O último passo dessa investida em diversos formatos foi justamente a compra da Blockbuster, empresa líder de um mercado em franca decadência. O negócio de locação de filmes -- da forma como é hoje -- está fadado a desaparecer no futuro. Novas tecnologias já permitem o download de filmes diretamente para o computador ou aparelho de TV. Na Amazon, por exemplo, o usuário paga 3,99 dólares para ficar com o filme armazenado no computador por até um mês. O magnata australiano Rupert Murdoch, controlador da News Corp., também anunciou recentemente a intenção de entrar no mercado de downloads de filmes pela internet. Resistente às mudanças do mercado, a Blockbuster passa por um mau momento no mundo todo. A empresa foi praticamente obrigada a alugar filmes via internet depois de perder espaço para a concorrente Netflix, pioneira no sistema de pedidos pela rede e que está prestes a lançar planos que permitirão assistir entre 6 e 18 horas de filmes online por mês. "Os resultados globais da Blockbuster não são nada animadores e, no Brasil, a operação já não dava lucro havia algum tempo", diz um ex-executivo da videolocadora.

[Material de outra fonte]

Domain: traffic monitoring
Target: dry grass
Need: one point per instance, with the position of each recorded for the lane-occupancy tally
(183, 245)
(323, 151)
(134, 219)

A explicação para a entrada num mercado em declínio é simples, porém. A Americanas fez o que os banqueiros de investimento apelidaram de negócio imobiliário -- no qual o que estava em jogo não era a marca Blockbuster ou um súbi to interesse na locação de filmes, mas sim a privilegiada localização das lojas, quase todas em regiões de alta renda. A aquisição é, também, coerente com a estratégia de expansão por meio de sua rede de lojas de vizinhança, a Americanas Express. As novas unidades vão vender, inicialmente, aparelhos de DVD, TVs, livros, brinquedos e CDs. "Com uma gestão mais eficiente, vamos incrementar o negócio de aluguel de filmes e reverter o resultado deficitário da Blockbuster já em 2007", afirma Roberto Martins, diretor de relações com investidores da Americanas. Entre os planos dos novos donos para expandir o negócio também está a mudança do processo de logística que envolve a retirada e a devolução dos filmes. Em breve, os DVDs alugados poderão ser devolvidos em qualquer loja da rede (e não só no endereço onde o filme foi retirado, como ocorre hoje). Também está sendo avaliada a possibilidade de aluguel pela internet, um movimento que seguiria a tendência do mercado.

As aquisições recentes -- o canal Shoptime, o Submarino e a Blockbuster -- e a estratégia de crescimento em diversos formatos transformam um sem-número de varejistas em alvos potenciais da Americanas. "Pode ser uma rede de farmácia, uma livraria ou qualquer outra coisa que seja interessante para o nosso negócio", diz Martins. Há dois anos, os sócios -- Jorge Paulo Lemann, Marcel Telles e Carlos Alberto Sicupira -- iniciaram negociações para comprar o Ponto Frio, segunda maior rede de eletroeletrônicos do país, mas as conversas não foram adiante. A possibilidade de vender a Americanas, aventada há anos, parece ainda distante. Segundo banqueiros de investimento, os três sócios ainda enxergam muito espaço para valorizar a empresa antes de negociá-la. A idéia é repetir na Americanas o sucesso da Ambev. Em 1989, Lemann, Telles e Sicupira adquiriram a Brahma por 60 milhões de dólares. Quinze anos depois, com a venda da Ambev -- resultado da união entre Brahma e Antarctica -- para a belga Interbrew, esse valor foi multiplicado por 70. De acordo com executivos próximos à Americanas, ainda não chegou o momento de fazer o mesmo com a varejista -- mas o sucesso dos últimos cinco anos mostra que um longo pedaço do caminho já foi percorrido.